As the strike entered eighth day today, the National Human Rights Commission (NHRC) had asked the district administration to send a report on the issue of alleged ‘inhuman' work conditions at GM plant.

On the other hand, the American Chamber of Commerce in India (AMCHAM-India), an association of US businesses operating in India, has also asked the Gujarat Government to intervene.

After their three-day strike in October 2010, a group of workers affiliated to the pro-Congress Party trade union INTUC went on flash strike again on March 16. On Thursday, hardening its stand, GM published a public notice-cum-ultimatum in the newspapers, dubbing the strike as illegal, adding that even the State Government has on March 18 declared it illegal.

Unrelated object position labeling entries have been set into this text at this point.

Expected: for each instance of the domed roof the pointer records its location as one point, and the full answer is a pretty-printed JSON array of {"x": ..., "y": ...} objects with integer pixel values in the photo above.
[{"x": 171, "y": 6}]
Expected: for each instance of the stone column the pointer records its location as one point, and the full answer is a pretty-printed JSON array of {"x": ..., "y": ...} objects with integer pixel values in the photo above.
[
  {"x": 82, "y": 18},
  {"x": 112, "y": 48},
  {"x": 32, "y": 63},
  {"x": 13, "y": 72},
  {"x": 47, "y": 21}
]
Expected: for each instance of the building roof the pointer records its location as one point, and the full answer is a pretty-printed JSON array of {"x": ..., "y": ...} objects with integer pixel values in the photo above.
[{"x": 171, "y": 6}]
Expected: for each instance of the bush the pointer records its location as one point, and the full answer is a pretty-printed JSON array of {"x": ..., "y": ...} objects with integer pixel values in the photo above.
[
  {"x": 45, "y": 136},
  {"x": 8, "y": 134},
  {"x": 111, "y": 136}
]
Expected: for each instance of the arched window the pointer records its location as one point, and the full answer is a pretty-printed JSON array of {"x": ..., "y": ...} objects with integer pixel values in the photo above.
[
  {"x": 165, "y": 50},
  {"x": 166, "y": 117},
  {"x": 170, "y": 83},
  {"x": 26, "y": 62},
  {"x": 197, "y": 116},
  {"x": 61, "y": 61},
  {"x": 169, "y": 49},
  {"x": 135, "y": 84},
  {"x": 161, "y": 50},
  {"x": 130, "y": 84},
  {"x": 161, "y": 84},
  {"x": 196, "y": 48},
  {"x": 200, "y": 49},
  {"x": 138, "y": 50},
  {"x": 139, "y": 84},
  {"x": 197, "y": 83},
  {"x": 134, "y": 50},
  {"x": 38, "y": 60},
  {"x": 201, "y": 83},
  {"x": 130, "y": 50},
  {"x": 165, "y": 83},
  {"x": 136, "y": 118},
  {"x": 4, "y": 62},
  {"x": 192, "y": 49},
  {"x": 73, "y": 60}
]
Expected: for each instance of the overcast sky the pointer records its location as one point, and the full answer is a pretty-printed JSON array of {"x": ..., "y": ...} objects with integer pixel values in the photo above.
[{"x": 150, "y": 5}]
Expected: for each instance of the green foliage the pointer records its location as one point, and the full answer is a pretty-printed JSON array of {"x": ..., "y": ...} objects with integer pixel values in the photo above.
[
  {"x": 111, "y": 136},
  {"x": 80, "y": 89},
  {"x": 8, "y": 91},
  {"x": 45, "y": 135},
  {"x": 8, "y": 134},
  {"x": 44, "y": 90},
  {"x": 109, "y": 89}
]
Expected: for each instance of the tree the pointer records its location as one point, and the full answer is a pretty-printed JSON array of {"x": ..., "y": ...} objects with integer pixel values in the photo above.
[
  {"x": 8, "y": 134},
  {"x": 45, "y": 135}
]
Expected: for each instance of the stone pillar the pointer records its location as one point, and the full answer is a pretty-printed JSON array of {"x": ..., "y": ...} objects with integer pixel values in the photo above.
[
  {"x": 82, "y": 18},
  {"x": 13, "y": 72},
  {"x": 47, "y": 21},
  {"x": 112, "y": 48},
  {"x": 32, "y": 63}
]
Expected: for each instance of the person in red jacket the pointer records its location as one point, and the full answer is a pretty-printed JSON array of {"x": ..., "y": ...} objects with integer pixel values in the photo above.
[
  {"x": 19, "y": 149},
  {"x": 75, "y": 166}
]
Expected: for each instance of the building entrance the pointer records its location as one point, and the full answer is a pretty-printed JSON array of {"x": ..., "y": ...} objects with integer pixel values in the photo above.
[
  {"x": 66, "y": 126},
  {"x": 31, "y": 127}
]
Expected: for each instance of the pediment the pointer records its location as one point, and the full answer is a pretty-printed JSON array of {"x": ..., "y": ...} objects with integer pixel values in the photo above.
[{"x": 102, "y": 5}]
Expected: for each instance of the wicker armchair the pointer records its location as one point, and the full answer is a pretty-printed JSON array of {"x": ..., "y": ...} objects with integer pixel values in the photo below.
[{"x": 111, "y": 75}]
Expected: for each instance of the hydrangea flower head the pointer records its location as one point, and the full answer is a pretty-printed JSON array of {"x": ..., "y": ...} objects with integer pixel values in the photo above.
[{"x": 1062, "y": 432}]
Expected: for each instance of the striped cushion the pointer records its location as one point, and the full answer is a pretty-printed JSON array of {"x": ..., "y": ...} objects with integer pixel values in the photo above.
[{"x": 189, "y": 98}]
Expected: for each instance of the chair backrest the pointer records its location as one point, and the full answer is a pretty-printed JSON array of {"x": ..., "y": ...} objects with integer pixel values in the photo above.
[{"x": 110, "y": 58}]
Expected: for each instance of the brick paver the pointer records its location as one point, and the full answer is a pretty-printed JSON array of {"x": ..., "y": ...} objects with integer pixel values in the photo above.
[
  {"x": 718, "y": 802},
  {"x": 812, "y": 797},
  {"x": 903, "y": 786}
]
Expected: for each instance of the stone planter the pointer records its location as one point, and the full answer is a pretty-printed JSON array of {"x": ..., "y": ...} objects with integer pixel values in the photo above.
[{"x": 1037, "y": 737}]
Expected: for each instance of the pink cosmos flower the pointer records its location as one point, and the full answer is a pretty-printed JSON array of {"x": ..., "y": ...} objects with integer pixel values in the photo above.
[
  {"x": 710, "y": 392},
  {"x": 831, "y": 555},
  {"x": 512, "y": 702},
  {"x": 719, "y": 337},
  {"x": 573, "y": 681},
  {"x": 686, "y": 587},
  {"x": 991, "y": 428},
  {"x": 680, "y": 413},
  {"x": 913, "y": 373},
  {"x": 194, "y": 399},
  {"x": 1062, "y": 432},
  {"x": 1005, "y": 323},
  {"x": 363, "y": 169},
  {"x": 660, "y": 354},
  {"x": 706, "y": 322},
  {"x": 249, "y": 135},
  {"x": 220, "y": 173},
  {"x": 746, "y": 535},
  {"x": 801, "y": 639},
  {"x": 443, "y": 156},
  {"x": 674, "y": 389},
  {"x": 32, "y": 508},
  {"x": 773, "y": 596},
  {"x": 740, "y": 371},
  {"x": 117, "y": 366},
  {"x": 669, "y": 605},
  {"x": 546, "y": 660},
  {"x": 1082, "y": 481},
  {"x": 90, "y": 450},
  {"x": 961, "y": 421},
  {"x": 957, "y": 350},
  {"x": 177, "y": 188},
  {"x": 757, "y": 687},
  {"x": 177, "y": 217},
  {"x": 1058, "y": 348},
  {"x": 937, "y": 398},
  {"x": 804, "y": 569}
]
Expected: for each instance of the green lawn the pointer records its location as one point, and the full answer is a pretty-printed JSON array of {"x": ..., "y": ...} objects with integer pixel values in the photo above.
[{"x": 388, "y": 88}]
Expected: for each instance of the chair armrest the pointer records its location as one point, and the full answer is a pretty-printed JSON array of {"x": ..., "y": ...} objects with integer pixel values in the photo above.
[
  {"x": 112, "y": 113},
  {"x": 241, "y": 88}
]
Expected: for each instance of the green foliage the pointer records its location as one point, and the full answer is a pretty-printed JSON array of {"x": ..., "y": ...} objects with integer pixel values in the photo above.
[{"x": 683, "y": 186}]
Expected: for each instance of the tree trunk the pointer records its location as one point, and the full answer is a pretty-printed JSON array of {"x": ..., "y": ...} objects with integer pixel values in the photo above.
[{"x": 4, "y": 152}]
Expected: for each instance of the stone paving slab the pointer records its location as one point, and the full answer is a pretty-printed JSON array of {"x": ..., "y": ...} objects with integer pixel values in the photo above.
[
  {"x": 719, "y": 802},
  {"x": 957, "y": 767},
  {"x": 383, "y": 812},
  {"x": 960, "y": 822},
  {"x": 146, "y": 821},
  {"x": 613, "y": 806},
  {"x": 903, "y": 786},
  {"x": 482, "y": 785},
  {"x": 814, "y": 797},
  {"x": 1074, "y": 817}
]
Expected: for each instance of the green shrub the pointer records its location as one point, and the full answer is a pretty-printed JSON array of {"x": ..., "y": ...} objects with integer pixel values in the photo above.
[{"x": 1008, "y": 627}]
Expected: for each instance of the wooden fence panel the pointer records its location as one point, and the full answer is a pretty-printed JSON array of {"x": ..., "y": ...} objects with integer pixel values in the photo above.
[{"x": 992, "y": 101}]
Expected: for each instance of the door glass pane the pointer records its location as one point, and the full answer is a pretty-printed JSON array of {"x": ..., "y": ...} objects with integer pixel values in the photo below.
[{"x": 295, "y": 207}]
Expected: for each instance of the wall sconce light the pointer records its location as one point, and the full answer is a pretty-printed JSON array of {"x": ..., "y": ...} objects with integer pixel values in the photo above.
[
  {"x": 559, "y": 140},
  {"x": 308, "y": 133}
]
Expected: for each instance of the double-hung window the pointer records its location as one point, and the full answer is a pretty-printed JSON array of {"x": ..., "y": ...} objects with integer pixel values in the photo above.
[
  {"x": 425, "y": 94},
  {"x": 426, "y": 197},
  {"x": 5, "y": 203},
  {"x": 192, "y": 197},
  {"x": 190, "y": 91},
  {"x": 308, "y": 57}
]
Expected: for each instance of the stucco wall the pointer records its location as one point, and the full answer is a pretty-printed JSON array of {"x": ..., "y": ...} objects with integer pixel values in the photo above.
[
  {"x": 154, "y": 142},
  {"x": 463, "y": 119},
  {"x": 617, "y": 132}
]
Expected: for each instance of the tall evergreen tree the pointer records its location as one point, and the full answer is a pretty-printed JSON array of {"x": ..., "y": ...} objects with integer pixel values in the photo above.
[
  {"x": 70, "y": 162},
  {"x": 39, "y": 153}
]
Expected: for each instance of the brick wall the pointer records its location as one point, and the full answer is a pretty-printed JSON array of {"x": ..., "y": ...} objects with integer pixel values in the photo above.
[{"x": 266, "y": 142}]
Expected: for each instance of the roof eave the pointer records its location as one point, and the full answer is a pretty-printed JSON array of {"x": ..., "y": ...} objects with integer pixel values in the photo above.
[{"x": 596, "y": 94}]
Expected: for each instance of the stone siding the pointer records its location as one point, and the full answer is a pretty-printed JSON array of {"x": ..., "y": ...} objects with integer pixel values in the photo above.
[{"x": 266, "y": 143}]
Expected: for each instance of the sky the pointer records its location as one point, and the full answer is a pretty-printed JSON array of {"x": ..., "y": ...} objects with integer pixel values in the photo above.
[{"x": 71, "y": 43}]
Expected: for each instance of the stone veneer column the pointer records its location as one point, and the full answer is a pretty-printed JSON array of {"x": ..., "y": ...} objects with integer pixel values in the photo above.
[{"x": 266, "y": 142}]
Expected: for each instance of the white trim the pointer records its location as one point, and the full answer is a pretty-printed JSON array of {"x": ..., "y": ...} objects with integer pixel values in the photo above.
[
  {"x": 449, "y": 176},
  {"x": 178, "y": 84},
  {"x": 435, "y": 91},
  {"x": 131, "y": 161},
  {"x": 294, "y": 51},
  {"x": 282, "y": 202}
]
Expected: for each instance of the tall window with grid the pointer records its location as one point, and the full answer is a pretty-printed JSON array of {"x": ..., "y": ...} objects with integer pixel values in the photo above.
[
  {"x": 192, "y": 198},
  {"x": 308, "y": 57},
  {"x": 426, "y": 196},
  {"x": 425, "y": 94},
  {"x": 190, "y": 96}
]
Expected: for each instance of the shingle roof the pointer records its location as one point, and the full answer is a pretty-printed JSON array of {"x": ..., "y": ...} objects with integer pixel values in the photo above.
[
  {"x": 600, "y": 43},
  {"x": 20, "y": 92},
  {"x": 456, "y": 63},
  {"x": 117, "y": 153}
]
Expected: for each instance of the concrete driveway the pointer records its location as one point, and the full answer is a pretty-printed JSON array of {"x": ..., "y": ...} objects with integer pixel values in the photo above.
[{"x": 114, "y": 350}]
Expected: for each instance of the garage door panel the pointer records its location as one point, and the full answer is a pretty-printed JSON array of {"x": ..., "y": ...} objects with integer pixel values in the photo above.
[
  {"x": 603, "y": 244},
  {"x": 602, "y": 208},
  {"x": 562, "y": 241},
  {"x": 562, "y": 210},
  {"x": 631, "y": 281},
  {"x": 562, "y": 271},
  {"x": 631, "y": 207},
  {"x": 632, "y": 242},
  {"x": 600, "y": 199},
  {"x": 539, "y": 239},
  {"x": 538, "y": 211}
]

The Labour Commissioner's office had invited union leaders and the GM management for a conciliatory meeting today but the latter did not turn up, reports from Vadodara said. The Panchmahals district administration has, meanwhile, imposed prohibitory orders under Section 144, Indian Penal Code, around the GM factory prohibiting assembly of more than four people.

Tomorrow, the strikers have threatened a sit-in at the plant. They will also be meeting the district magistrate, Mr Milind Toravane, and move the High Court against prohibitory orders, a union spokesman said. State INTUC President Mr Nikhil Mehta said the State Government and GM's notifications describing the strike illegal was against the Industrial Disputes Act, and that only temporary workers had returned to work at the plant.

650 turn up

Meanwhile, Mr P. Balendran, Director, GM India, told Business Line that with more workers returning to duty, nearly 650 workers, out of a total of 900, worked today . The remaining 250 have also been asked to return. The company was ready to discuss with workers once they report to work. The workers had signed an agreement in December 2010 pertaining to their wages for three years and had violated it themselves now, he added.

On the other hand, the union claimed that 650 workers were still on strike. The Halol facility has a capacity to manufacture 85,000 units per annum. Due to the strike, the company was able to make only 70 units a day, against 190 scheduled. According to Mr Balendran, 100 units were manufactured today.

The workers's demands include payment for overtime work according to the Factory Act, reduction of work load, revocation of the management's practice of transferring union leaders to dealers' network and ‘forcing' unskilled or semi-skilled ones to work.